Japan was rocked by a 9.0 earthquake last Friday followed by a tsunami followed by multiple power reactor failures. It was the fourth largest earthquake in recorded history. The resulting tsunami swept away cars, homes and entire villages. The missing number in the tens of thousands.
Infrastructure in Japan was severely affected. Food, clean water and gasoline are in short supply as transportation and communication links have been disrupted. Clean up costs are estimated at $180 billion or more. The country’s economy has a daunting task ahead of itself if Japan is to remain the third largest economy in the world.
The global nature of today’s business environment means that ripples from the Japanese earthquake are being felt by countries around the world. The price of crude oil has dropped due to the closure of Japanese refineries. The price of gold and silver initially nosedived, but now appear to be on the rise again, approaching earlier record highs. The TSX, on the slide since March 4, slid faster from 13,674 on March 11 to 13,545 on March 15.
Of all the events in Japan, the one that is casting the longest shadow concerns the fate of the nuclear power generating plants at Fukushima. The catastrophe resulted in loss of cooling at three plants, explosions, elevated radiation levels, and a new call to abandon nuclear energy. Predictably, stocks of Canadian uranium producers were hard hit.

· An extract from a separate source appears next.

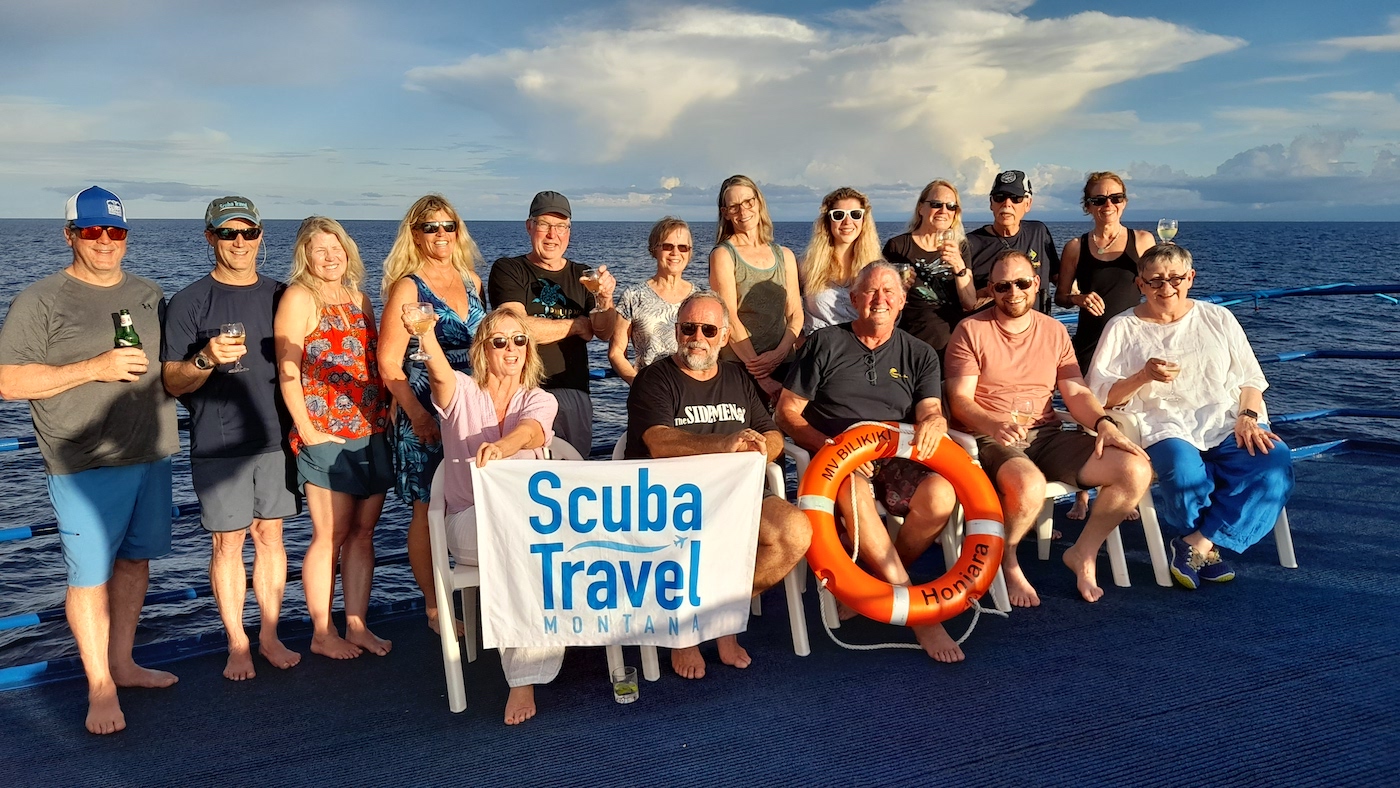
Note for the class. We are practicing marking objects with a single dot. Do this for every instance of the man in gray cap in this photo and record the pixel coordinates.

The world’s largest uranium miner, Cameco watched its shares fall from $36.32 on March 11 to $30.02 on March 15 after bottoming out at almost $28.00. CEO Jerry Grandey took to the airwaves on Monday to address the situation. Calling the downward pressure on the stock price an emotional response, he said, “We do not anticipate significant direct effects on Cameco’s business in the short or long term.”
Cameco sells to all Japanese utilities, and only two of those were affected by the quake and tsunami. “Even if they were to defer deliveries, we would still be well within our guidance for the year,” he said.
Grandey expects nuclear expansion to continue in China, India and Korea. “In the longer term we remain confident,” he added.
Denison Mines, one of Canada’s oldest uranium producers, saw its stock fall from $3.19 on March 11, to close at $2.23 on March 14. That did not stop the company from closing a previously announced $65-million bought deal financing with Korea Electric Power Corp. (Kepco). Denison’s 2011 exploration and development program and its purchase of White Canyon Uranium are now funded.
The share price of Uranium One, which has mines in Kazakhstan, similarly fell from $5.96 on March 11 to $$3.82 on March 15.
I suspect that Jerry Grandey is right – the nuclear power industry is not going to disappear. Instead it will continue grow worldwide. The recent downturn in uranium miners’ stock prices is an emotional reaction rather than a rational one.
That growth may slow slightly, but new plants will be build and they will be engineered even more effective safety mechanisms.